The misspelled city names dataset presented a greater challenge, but the performance hierarchy remained consistent. Text-embedding-3 maintained its lead (95.6% for large, 89.5% for small), closely followed by LaBSE at 91.1%. GloVe's performance dropped further to 18.9% on this dataset.

Error analysis revealed common challenges across models:

Confusion between similar sounding city and state names (e.g. "Mariland" predicted as "Maricopa" instead of "Maryland")
Challenges with technology-related terms like "smartfone" being predicted as "smartwatch" instead of "smartphone"
Difficulty with multi-word terms that are run together, like "searchengine" for "search engine"

The Verdict

Embeddings put on a good show, but even the mighty text-embedding-3 couldn't quite match the 96–98% accuracies of fuzzy search on the city names dataset. Fuzzy search remains the most robust approach for domain-specific data.

Nevertheless, sentence transformer embeddings, particularly state-of-the-art models like text-embedding-3, have emerged as a strong alternative for general spelling correction tasks. Their performance is now sufficiently high to consider them for practical applications.

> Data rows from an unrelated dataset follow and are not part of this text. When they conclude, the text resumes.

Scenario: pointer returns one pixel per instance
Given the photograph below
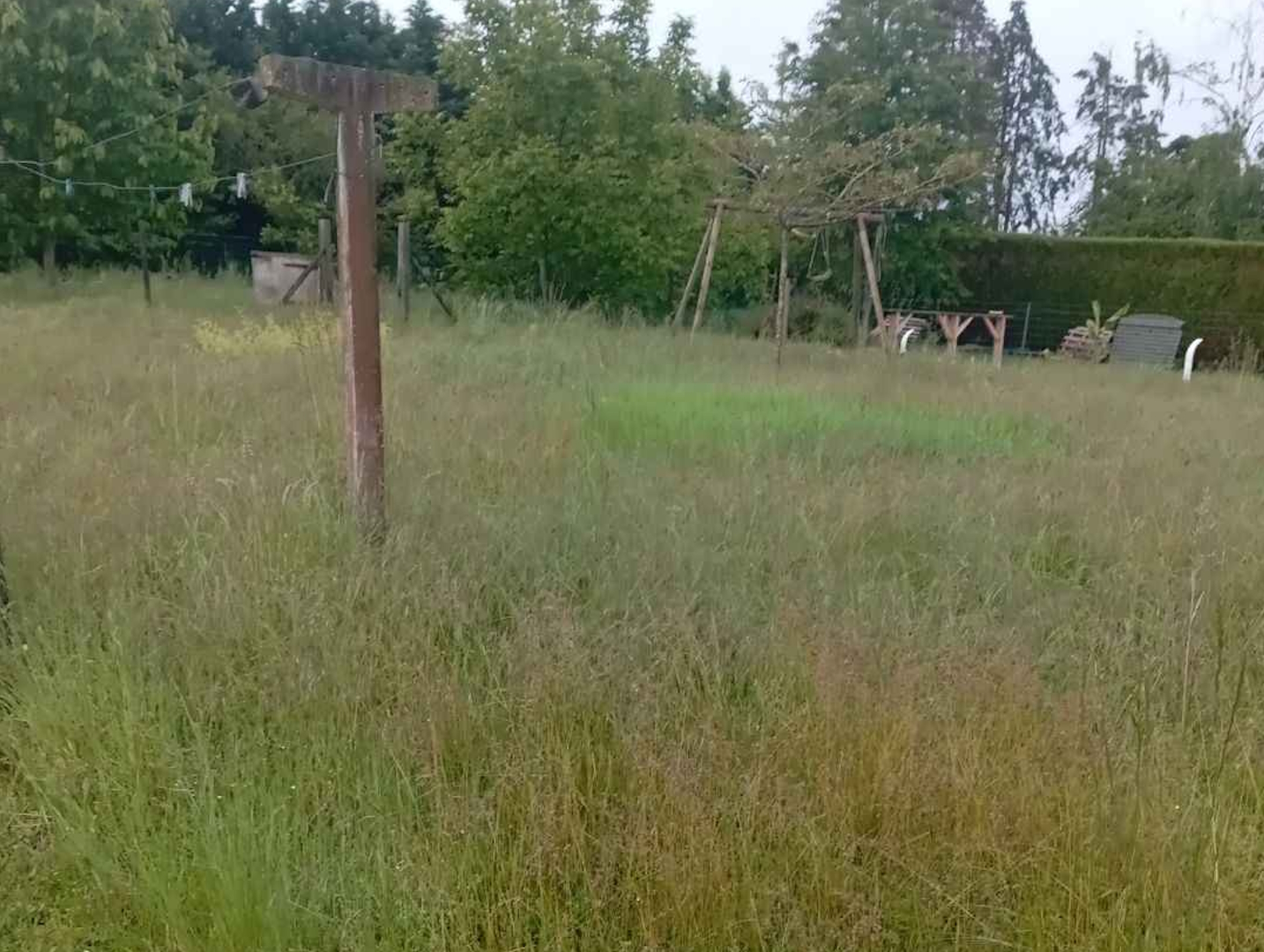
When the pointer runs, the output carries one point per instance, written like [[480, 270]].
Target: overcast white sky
[[746, 34]]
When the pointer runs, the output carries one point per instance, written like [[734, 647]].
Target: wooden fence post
[[693, 274], [699, 312], [404, 267], [326, 261], [783, 293], [145, 265]]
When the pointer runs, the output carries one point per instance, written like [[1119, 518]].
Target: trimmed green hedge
[[1215, 287]]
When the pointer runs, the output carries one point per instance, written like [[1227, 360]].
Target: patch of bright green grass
[[703, 420]]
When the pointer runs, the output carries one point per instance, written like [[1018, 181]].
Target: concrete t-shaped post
[[357, 96]]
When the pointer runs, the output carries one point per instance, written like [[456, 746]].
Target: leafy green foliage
[[569, 174], [76, 72]]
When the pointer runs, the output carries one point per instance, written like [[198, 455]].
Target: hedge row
[[1216, 287]]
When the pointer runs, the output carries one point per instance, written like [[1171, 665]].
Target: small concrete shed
[[1150, 339], [273, 273]]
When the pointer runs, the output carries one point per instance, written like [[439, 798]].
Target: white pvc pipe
[[1190, 354]]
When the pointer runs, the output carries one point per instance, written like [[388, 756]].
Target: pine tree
[[629, 23], [1028, 174]]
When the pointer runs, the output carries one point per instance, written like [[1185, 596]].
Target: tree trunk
[[4, 599], [49, 258]]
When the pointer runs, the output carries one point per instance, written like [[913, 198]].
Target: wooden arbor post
[[889, 340], [712, 243], [357, 96], [953, 326], [996, 323]]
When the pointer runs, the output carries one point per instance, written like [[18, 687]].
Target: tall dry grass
[[801, 675]]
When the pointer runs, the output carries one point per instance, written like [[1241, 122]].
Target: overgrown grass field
[[667, 649]]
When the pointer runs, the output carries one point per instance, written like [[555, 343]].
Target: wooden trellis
[[865, 276]]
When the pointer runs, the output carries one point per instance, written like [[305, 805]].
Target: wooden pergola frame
[[789, 220]]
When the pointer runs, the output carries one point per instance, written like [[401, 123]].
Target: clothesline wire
[[137, 130], [31, 168]]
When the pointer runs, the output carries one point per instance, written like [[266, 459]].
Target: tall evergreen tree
[[281, 29], [227, 31], [1028, 174], [629, 26], [1124, 118], [421, 40]]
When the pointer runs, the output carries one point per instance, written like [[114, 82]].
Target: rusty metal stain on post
[[361, 325], [344, 87]]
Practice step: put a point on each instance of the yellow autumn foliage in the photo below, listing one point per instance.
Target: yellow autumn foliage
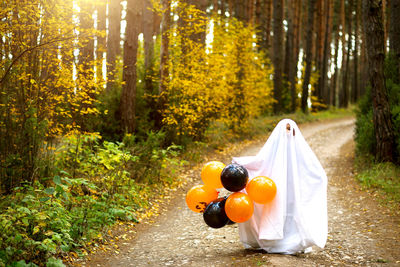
(40, 96)
(229, 81)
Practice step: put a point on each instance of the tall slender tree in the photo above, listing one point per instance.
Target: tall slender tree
(128, 96)
(355, 93)
(164, 55)
(395, 34)
(86, 41)
(375, 44)
(308, 55)
(101, 7)
(113, 40)
(278, 54)
(148, 25)
(346, 64)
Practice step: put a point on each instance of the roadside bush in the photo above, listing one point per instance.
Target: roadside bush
(365, 133)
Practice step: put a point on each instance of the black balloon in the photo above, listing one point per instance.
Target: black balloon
(234, 177)
(214, 215)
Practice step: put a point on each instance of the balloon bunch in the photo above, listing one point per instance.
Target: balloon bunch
(238, 206)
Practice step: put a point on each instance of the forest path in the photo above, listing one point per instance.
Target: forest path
(361, 233)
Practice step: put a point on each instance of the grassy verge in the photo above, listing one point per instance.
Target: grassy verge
(106, 184)
(382, 178)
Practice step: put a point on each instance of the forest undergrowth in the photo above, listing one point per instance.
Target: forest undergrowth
(63, 216)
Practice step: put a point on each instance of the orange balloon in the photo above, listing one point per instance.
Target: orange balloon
(239, 207)
(199, 196)
(261, 189)
(211, 174)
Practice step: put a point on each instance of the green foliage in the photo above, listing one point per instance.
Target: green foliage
(154, 163)
(96, 187)
(365, 133)
(382, 177)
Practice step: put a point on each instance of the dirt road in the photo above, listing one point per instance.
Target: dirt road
(361, 233)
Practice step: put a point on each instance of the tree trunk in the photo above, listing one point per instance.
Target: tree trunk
(128, 96)
(324, 90)
(289, 54)
(201, 5)
(319, 46)
(332, 97)
(101, 38)
(308, 55)
(148, 21)
(86, 51)
(296, 49)
(346, 70)
(344, 53)
(266, 15)
(278, 54)
(395, 35)
(373, 28)
(165, 26)
(355, 93)
(113, 40)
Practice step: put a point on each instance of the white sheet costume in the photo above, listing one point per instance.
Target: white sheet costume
(297, 217)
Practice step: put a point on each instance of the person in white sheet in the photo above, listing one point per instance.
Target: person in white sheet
(296, 219)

Based on these findings, I recommended the text-embedding-3-large model for error correction on non-domain specific tags. This choice satisfies the "AI" requirement while delivering performance that justifies its implementation.

An additional advantage is the ease of upgrading to future iterations of the model, allowing for seamless performance improvements with minimal effort. As these models continue to evolve, there may even be potential to expand their use to new domain-specific tasks.

Takeaways

In product development, it's crucial to recognize that the technically optimal solution isn't always the most appropriate choice in a business context.

Balancing stakeholder expectations, technical robustness, and available resources is a complex challenge. Often, implementing a "good enough" solution is the best approach, especially when considering time and budget constraints.

The key lies in making data-driven decisions, which provide empirical evidence to justify choices to stakeholders and ensure that selected solutions are grounded in facts rather than assumptions. This approach not only satisfies immediate business needs and resource limitations but also builds trust between technical teams and other stakeholders.